Au départ de tout on trouve exclusivement l’énergie. « L’énergie considérée uniquement en elle-même est une force aveugle, sans discernement Entièrement laissée à son action, elle s‘autodétruirait constamment (…) Nécessairement, l’énergie est munie de propriétés immatérielles qui se font valoir en rendant l’énergie sensible à sa propre préservation et consciente de ce qu’elle est » Cet espèce d’instinct intuitif de l’immatériel de la matière, intimement liée à celle-ci, permet une adaptation aux circonstances et un développement adéquat. La potentialité immatérielle accompagne toute transformation de la matière et elle croît et se complexifie avec elle. En un certain sens on pourrait dire que Heymans est un Darwin de la philosophie.
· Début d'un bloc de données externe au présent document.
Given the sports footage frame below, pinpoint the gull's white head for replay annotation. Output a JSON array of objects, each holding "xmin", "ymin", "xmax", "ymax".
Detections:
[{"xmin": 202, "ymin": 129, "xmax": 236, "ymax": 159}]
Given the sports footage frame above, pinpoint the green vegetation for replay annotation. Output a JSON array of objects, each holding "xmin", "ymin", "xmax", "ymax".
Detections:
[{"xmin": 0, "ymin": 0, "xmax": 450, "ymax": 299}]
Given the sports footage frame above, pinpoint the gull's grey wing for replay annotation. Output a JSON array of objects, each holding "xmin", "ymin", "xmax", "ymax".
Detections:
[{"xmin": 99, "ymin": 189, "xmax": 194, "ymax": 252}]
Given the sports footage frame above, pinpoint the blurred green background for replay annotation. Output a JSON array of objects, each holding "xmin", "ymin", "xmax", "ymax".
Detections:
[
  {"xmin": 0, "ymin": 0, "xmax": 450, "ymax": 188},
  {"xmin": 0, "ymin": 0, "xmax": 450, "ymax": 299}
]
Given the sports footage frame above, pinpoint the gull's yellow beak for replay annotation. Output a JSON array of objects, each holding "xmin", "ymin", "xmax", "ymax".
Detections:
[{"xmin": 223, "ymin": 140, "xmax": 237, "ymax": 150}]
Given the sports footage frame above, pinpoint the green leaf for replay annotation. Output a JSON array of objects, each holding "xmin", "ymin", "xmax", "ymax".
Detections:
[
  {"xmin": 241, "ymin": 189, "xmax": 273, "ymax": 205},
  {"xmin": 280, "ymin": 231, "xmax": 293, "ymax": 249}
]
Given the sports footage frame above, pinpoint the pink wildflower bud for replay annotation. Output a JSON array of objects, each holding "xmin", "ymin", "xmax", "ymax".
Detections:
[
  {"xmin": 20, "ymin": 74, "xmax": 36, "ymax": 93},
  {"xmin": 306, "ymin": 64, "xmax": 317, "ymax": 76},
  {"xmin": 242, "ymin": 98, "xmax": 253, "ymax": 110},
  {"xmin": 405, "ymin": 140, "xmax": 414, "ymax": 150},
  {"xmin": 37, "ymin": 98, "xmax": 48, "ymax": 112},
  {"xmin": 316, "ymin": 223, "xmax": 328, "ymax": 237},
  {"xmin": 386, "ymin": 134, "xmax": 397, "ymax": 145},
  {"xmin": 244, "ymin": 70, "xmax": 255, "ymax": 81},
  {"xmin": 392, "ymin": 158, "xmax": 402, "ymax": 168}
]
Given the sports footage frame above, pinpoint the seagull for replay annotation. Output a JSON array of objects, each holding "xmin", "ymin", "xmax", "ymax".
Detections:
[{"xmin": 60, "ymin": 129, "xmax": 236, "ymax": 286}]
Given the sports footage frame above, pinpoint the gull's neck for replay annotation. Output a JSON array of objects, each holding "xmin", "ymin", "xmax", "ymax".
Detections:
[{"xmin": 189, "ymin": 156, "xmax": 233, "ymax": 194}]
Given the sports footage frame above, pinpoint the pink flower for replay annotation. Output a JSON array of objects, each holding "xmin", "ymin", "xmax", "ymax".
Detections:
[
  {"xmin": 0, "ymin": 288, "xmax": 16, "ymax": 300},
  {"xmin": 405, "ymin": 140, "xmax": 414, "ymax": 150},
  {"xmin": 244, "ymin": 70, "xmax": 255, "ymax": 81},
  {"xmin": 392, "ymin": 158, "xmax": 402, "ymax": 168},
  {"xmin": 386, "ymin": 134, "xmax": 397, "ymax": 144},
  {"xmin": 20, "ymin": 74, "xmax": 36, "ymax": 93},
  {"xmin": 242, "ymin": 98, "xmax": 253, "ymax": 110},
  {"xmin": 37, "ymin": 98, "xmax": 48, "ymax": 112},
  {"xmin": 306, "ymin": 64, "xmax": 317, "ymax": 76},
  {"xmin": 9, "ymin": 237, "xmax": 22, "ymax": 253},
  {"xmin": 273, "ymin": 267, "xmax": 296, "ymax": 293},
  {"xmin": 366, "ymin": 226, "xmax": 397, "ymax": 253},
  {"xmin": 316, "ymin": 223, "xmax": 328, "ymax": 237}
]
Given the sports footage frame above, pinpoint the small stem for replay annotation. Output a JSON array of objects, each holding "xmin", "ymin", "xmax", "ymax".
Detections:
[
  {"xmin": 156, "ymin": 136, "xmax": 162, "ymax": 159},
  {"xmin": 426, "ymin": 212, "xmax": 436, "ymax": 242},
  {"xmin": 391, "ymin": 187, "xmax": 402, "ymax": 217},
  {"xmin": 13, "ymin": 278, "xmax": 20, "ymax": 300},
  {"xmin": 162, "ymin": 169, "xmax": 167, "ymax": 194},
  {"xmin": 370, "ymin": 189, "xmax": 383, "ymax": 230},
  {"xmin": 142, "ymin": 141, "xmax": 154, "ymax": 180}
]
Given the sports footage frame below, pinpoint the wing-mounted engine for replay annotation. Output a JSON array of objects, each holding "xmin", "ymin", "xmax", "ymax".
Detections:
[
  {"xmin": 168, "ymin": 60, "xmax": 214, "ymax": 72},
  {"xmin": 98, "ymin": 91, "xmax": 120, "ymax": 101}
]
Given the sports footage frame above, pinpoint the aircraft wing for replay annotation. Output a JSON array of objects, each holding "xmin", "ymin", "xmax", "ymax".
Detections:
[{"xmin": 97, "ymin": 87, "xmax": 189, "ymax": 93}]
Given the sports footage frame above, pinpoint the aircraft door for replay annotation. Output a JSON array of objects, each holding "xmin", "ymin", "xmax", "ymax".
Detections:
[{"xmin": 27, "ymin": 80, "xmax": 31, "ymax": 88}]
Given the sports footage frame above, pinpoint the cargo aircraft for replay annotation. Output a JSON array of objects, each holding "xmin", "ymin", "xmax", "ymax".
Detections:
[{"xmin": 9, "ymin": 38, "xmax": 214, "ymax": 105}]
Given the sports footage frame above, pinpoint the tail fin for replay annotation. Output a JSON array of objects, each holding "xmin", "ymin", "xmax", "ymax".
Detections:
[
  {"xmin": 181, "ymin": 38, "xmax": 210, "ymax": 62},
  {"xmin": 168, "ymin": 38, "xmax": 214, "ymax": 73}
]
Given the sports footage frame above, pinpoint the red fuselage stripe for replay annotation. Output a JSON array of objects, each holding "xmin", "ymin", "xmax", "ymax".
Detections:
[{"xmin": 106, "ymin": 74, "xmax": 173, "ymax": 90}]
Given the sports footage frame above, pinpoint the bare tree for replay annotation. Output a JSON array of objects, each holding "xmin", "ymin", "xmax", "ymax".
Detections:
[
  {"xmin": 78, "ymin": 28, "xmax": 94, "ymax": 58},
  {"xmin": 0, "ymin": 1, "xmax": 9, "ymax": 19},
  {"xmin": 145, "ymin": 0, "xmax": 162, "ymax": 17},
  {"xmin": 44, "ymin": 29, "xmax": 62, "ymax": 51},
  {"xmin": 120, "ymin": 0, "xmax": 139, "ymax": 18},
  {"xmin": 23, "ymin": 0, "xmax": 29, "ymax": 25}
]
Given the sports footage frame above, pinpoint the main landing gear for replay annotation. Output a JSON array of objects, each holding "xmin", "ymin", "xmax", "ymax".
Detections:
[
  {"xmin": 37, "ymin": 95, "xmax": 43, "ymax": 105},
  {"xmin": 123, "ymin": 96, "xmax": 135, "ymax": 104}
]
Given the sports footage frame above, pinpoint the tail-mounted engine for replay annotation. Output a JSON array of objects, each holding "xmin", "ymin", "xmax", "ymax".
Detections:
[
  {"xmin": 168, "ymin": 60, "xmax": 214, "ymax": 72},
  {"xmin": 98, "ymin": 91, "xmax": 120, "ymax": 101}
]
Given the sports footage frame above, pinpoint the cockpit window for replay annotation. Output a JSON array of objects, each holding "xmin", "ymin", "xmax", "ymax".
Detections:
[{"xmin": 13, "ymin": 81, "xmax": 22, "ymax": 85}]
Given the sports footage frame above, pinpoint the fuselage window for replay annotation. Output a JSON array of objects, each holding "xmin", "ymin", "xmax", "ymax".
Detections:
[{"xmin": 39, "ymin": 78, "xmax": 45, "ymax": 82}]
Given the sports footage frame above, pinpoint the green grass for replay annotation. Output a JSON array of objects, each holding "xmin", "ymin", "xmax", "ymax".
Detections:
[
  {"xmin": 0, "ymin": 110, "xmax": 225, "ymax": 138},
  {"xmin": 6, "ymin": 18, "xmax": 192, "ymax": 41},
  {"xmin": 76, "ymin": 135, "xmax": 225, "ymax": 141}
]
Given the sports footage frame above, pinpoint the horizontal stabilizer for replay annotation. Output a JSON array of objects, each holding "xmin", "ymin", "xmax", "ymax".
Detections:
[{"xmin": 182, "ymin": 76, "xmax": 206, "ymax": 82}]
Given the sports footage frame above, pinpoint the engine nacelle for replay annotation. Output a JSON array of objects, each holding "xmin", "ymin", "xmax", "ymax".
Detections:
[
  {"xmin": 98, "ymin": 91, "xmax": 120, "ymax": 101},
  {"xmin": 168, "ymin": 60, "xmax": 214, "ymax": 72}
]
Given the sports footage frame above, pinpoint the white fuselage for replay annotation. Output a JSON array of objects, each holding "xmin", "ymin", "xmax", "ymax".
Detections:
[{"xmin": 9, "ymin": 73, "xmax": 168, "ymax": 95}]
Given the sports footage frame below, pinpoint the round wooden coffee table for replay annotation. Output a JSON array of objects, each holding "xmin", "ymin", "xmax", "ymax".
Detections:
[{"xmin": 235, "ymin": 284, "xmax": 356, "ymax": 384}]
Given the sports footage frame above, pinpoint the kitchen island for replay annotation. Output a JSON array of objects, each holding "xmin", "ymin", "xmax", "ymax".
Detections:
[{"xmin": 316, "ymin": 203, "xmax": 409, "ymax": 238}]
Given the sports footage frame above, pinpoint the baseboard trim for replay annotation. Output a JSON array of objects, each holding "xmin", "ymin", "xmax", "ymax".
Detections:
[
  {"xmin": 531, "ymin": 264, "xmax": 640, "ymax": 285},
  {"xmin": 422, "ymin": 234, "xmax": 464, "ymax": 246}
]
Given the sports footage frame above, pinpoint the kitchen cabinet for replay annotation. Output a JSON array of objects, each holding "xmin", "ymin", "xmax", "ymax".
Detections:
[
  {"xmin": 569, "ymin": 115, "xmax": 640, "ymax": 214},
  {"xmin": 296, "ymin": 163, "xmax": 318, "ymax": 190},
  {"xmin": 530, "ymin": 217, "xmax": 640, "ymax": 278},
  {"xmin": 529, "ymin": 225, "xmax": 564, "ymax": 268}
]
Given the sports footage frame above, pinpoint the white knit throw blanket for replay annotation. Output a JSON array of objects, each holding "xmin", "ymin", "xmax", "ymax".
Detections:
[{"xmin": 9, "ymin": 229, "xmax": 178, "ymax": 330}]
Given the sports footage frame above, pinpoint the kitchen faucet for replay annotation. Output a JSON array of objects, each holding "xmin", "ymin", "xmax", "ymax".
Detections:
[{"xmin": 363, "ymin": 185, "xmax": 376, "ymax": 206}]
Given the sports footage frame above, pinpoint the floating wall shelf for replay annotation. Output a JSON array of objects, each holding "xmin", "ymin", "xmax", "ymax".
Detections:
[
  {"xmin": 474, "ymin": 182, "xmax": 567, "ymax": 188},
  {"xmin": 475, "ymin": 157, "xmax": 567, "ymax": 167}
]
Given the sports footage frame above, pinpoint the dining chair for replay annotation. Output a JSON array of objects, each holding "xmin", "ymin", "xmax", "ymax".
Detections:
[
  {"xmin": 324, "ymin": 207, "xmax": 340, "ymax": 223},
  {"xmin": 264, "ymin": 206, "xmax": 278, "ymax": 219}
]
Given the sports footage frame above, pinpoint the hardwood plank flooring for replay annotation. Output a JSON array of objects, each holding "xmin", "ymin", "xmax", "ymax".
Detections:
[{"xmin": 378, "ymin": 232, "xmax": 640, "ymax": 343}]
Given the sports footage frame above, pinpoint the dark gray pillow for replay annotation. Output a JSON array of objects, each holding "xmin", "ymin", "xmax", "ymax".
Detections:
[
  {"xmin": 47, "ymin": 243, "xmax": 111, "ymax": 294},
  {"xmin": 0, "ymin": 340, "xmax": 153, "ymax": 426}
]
Il n’est pas près de soutenir le « créationnisme ». Il y a une logique dans le développement de la vie qui a dû adapter ses formes innombrables en fonction des événements grâce aux propriétés immatérielles de l’énergie : la sensibilité, l’autoconscience, l’autoconnaissance et la mémoire. « il n’y a pas eu de dessein intelligent qui aurait rapidement guidé vers un but précis. Seule peut être retenue une tendance pour la vie à se maintenir et à se faire valoir. » L’achèvement de l’immatériel est l’intelligence. Et le siège de l’intelligence étant le cerveau, Heymans consacre à notre organe intracrânien une attention particulière. L’Homo Sapiens Sapiens, est responsable de bien des horreurs sur la Terre. On peut dire qu’il se sert très maladroitement de sa faculté d’intelligence. A tel point qu’il met en péril sa propre survie. On peut espérer qu’après une évolution de quelques milliards d’années, il accélèrera son épanouissement.
« Le problème essentiel est de diriger l’humanité vers d’autres voies. C’est possible et urgent. Heymans entrevoit qu’une nouvelle civilisation sort lentement des limbes. L’appel qu’il lance à la fin de son ouvrage pour que les jeunes bâtissent un monde nouveau « avec plus de paix, de tolérance, d’entraide, de joie » peut paraître naïf . C’est compter sans le caractère inéluctable d’une catastrophe si le changement de mentalité et de comportement ne se produisait pas. « Il faut que se crée de par le monde une prise de conscience qui s’inspire des principes de l’universalisme. L’humanité deviendra alors moralement et intellectuellement mature. »
La civilisation se trouve devant un tournant décisif. Pour aider à le prendre, Heymans avance une série de propositions concrètes qui pourraient servir de base à un manifeste politique mondial.